1
votes

I'm trying to use beautifulsoup to extract the name of the channel creator, along with the link to their channel, from a video page.

Here I have the inspector showing the exact line I want to scrape

I've tried using the class_ keyword argument. I get [] as a result. What should I do? Do I need to go through parent div tag and then "go down" as they say in Beautifulsoup? How should/could I go about soup.find for that particular a tag and class?

soup = BeautifulSoup(response.text, "html.parser")

videotitle = soup.find("meta", {"property":"og:title"})["content"]

videochannel = soup.body.find_all("a", class_="yt-simple-endpoint style-scope yt-formatted-string")
2
Why don't use selenium to do this?jizhihaoSAMA
You need to use selenium. You can tell why, if you disable javascript on youtube.awakenedhaki
Noobie here. Just learned selenium existed. Could you elaborate?cruiz-wa

2 Answers

1
votes

Ok so first off, you do not need Selenium. It's very rare you ever need Selenium. Even with javascript/ajax calls. If you ever get that deep into ajax calls you just need to GET/POST XSFR-Token keys back and forth until you get the data you want. Selenium is really heavy, bloated, and slow compared to simple HTTP calls via requests. Avoid it when you can. If you're completely stuck and don't know how to navigate ajax-post/request tokens, then by all means, use it. Better something than nothing.

Now, the reason you're not getting the desired response is that what your browser and python-requests package see are two completely different responses. So right from the start, you can't even navigate where you're going because you're looking at the wrong map. The browser has it's own custom map, and requests package has an entirely different map. That's where the package PPRINT comes in very handy (pictures below). PPRINT helps you see the response you get back clearer by formatting the text in a cleaner structure.

Lastly, I use Jupyter Notebook from Anaconda because it allows me to work on chunks of the code at a time without having to run the whole program. If you're not already using Jupyter Notebooks I suggest you give it a go. It will help you see how everything works with portions of your output "frozen in time".

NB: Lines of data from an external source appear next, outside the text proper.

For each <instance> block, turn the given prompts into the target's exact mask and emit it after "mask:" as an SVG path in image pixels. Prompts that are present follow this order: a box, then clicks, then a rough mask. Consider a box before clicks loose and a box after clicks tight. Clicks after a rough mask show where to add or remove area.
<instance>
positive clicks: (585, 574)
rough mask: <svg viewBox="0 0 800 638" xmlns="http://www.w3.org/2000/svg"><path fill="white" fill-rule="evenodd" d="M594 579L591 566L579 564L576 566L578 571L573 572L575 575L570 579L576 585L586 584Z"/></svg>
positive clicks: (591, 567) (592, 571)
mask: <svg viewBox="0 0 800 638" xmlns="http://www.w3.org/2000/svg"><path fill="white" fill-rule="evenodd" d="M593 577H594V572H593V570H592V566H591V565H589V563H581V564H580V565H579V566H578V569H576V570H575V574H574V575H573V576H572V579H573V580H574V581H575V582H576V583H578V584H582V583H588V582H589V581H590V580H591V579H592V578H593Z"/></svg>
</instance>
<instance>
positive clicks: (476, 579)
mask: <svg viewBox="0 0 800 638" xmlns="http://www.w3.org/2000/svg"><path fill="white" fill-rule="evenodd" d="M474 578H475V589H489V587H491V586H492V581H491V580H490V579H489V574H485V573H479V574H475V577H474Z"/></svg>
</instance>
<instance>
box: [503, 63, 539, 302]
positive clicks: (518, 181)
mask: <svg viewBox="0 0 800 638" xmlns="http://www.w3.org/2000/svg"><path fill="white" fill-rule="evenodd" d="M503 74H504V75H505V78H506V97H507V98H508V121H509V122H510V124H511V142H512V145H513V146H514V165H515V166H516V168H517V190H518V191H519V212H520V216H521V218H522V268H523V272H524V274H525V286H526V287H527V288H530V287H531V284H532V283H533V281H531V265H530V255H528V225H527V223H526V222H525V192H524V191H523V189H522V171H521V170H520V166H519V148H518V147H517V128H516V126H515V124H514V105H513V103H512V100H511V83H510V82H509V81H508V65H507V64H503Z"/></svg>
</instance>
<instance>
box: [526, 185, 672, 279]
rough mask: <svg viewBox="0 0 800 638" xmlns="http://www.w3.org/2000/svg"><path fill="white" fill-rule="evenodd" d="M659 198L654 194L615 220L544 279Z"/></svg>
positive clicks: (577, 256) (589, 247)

Best of luck! Hope you weren't too discouraged. This all takes time.

Here is the workflow I used to solve your problem:

enter image description here

enter image description here

from bs4 import BeautifulSoup
import requests
import pprint as pp

url = "https://www.youtube.com/watch?v=hHW1oY26kxQ"

response = requests.get(url, headers={'User-Agent':USER_AGENT})
soup = BeautifulSoup(response.text, 'lxml')

for div in soup.find_all("div", {"id": "watch7-user-header"}):
    for a in div.find_all("a"):
        continue
    print(a["href"])
1
votes

You could use Selenium to open a browser then give it a URL and locate elements using CSS selectors. Here's some starter code that can locate the element you're looking for:

from selenium import webdriver
from selenium.webdriver.common.keys import Keys
import time

# Opens a chrome browser window
browser = webdriver.Chrome(executable_path="/PATH/TO/CHROMEDRIVER")                            

# Navigates to a link
browser.get("https://www.youtube.com/watch?v=hHW1oY26kxQ")

time.sleep(5)

# Locate the element using a CSS selector
chilledCowElem = browser.find_element_by_css_selector("div.ytd-channel-name a")

# Access the name of the channel and gets its href value
print(chilledCowElem.text)
print(chilledCowElem.get_attribute("href"))

time.sleep(5)
browser.quit()

Output: output

You have to plug in the path to a driver on line 5. I'm using Chrome's driver which you can download here https://sites.google.com/a/chromium.org/chromedriver/downloads. Here's the selenium docs if you want to find out more on how to set it up for your project and use it: https://selenium-python.readthedocs.io/installation.html#drivers.